O financiamento para a maioria dos projetos, bem como para a operação e manutenção da infraestrutura científica na Antártica, vem do Ministério da Ciência, Inovação e Universidades (MICIU). A instalação liga o navio de investigação marinha ‘Hespérides’ e a estação científica espanhola ‘Gabriel de Castilla’, gerida pelo exército na Ilha Decepción, e ‘Juan Carlos I’, gerida pela Unidade de Tecnologia Marinha do Conselho Superior de Investigação Científica (CSIC) na Ilha Livingston. O CSIC também lidera o planejamento logístico da campanha.

Entre as atividades científicas que se iniciam destaca-se o projeto ‘Meridian’, que visa fortalecer o estudo da microbiota do solo e sua importância no ambiente polar. Ao estudar os microrganismos à medida que mudam de temperatura e humidade, os investigadores procuram prever o impacto do aumento das temperaturas numa das áreas mais sensíveis do ecossistema da Terra. A mídia noticiou que a Antártica, dadas as suas características climáticas e ambientais, é particularmente adequada para analisar a resposta do meio ambiente às mudanças ambientais globais.

O próprio ‘Polar-Melt’ investigará como o derretimento do gelo produz fluxos temporários de água que podem conectar mantos de gelo e habitats naturais, permitindo a disseminação da biodiversidade e dos nutrientes. Em comparação com a investigação na região do Ártico, cientistas espanhóis e parceiros internacionais querem delinear os padrões de comunicação e diversidade dos corredores ecológicos dos polares, dados considerados importantes para a previsão da expansão destes rios devido aos efeitos do clima, conforme sublinham o Ministério da Ciência e a Universidade.

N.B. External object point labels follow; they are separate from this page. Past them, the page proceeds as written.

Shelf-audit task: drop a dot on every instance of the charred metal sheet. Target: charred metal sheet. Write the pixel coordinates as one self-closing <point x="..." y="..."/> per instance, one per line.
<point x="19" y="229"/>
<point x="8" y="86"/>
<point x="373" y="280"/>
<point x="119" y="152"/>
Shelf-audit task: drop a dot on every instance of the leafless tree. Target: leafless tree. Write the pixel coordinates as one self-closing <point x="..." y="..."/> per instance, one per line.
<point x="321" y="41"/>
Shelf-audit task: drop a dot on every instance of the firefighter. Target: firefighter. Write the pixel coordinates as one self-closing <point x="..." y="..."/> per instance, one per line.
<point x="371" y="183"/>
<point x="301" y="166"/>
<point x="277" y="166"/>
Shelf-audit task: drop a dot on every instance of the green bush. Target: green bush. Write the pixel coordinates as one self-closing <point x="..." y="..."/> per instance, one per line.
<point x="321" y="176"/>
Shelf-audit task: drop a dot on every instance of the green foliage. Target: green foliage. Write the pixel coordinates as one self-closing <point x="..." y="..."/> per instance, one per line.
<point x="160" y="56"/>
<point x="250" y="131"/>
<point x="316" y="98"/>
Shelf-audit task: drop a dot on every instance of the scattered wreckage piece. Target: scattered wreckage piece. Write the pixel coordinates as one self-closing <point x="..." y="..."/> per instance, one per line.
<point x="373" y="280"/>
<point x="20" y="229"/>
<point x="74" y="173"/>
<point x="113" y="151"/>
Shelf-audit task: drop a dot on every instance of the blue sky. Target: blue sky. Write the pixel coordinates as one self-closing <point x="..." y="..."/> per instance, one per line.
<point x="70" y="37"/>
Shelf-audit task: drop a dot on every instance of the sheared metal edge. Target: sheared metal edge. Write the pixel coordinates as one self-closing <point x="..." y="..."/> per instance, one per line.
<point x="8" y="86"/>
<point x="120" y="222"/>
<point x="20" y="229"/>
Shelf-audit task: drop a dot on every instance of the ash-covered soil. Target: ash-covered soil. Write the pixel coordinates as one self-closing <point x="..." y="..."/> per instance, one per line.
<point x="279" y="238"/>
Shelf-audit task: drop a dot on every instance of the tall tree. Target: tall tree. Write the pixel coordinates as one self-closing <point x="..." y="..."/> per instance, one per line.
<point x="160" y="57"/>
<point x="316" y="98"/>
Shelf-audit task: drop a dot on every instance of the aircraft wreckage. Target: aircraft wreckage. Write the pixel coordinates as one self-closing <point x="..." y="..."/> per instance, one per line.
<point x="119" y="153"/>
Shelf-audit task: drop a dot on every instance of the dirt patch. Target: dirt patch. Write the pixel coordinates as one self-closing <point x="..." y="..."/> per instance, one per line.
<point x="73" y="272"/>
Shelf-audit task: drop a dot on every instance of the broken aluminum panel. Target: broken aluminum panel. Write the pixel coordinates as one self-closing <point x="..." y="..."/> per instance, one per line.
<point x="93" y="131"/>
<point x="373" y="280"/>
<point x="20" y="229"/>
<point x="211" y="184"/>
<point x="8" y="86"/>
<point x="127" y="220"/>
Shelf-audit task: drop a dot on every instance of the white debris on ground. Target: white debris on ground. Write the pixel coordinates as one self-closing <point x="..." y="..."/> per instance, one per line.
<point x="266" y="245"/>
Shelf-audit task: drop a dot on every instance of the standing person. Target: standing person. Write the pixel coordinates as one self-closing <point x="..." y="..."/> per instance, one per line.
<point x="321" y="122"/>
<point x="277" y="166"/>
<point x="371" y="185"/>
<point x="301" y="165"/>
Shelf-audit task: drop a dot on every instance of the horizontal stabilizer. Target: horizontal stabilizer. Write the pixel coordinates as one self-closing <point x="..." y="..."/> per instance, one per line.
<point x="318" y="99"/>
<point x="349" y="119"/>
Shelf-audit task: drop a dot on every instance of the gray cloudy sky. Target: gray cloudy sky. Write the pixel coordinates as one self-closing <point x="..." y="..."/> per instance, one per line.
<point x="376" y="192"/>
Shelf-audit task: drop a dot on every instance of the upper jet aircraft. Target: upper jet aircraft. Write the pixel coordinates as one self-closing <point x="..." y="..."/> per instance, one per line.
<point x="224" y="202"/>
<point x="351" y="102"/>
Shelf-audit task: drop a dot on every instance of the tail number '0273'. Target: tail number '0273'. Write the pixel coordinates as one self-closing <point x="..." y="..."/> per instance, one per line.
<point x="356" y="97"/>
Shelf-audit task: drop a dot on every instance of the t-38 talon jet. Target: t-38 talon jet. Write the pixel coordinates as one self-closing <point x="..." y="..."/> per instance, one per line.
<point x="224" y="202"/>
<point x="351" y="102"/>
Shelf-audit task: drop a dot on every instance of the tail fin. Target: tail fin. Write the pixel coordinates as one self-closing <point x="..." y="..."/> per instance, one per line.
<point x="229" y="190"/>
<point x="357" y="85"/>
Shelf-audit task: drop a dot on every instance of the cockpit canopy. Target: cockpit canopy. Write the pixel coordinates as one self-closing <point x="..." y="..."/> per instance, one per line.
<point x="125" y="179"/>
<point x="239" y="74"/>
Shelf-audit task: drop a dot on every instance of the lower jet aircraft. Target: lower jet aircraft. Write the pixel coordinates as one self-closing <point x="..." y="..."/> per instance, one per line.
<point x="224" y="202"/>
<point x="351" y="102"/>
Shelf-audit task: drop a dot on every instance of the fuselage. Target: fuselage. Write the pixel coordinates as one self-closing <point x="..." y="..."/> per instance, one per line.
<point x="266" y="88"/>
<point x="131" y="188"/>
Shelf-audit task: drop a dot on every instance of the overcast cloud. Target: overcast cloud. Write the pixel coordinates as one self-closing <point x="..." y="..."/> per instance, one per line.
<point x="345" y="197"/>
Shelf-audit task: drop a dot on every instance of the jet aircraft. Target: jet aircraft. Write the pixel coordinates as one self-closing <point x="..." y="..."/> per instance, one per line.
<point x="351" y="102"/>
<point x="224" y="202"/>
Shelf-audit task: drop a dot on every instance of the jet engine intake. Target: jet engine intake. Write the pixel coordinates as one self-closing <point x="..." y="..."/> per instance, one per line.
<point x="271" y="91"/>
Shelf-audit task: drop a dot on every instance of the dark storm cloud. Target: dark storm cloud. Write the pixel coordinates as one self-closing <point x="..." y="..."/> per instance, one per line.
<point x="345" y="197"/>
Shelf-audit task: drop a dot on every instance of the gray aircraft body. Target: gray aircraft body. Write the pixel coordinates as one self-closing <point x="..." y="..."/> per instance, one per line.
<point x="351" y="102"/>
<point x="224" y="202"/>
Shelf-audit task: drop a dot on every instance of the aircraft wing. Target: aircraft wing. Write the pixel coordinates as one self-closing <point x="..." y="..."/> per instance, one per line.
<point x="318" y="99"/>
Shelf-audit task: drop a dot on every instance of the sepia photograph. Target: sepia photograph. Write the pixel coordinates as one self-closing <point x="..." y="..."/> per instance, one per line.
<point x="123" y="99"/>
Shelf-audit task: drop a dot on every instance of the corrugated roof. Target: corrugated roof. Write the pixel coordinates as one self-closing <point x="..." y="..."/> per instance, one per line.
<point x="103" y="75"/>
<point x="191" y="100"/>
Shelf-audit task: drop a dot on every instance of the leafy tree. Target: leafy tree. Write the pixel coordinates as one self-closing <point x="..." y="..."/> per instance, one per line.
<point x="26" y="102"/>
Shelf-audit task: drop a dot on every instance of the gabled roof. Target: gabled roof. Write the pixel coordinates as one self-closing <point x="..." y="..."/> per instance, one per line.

Tal como noticiado originalmente pelos meios de comunicação social, o Comité Polar Espanhol estabelece a coordenação de todas estas atividades, facilitando a cooperação entre as diferentes instituições envolvidas no domínio da I+D+I no âmbito do plano estatal de investigação e inovação científica e técnica. Neste plano de cooperação são estabelecidas a logística e operação da estação antártica espanhola e do navio ‘Hespérides’, estabelecendo os recursos para garantir o desenvolvimento jurídico e a segurança dos trabalhos no terreno.

O Ministério da Ciência e Universidade também destacou que, para informar o processo e os resultados da pesquisa, será elaborado material audiovisual sobre a movimentação dos rios de degelo e os efeitos encontrados nesses ecossistemas antárticos. Esta produção busca aproximar a pesquisa e o processo analisado diretamente da comunidade.

Na campanha 2023-2024, a equipa espanhola também apoiará sete projetos internacionais, disseram as fontes. Este intercâmbio científico favorece a colaboração global na Terra, bem como a troca de produtos e experiências em investigação polar.

As atividades desenvolvidas durante a 39ª campanha refletem o caráter multifacetado da investigação genética espanhola, revelando o trabalho das universidades, organizações públicas e militares, e fortalecendo o setor nacional antártico como nó de apoio à produção científica internacional e nacional no contexto das mais altas exigências tecnológicas e logísticas.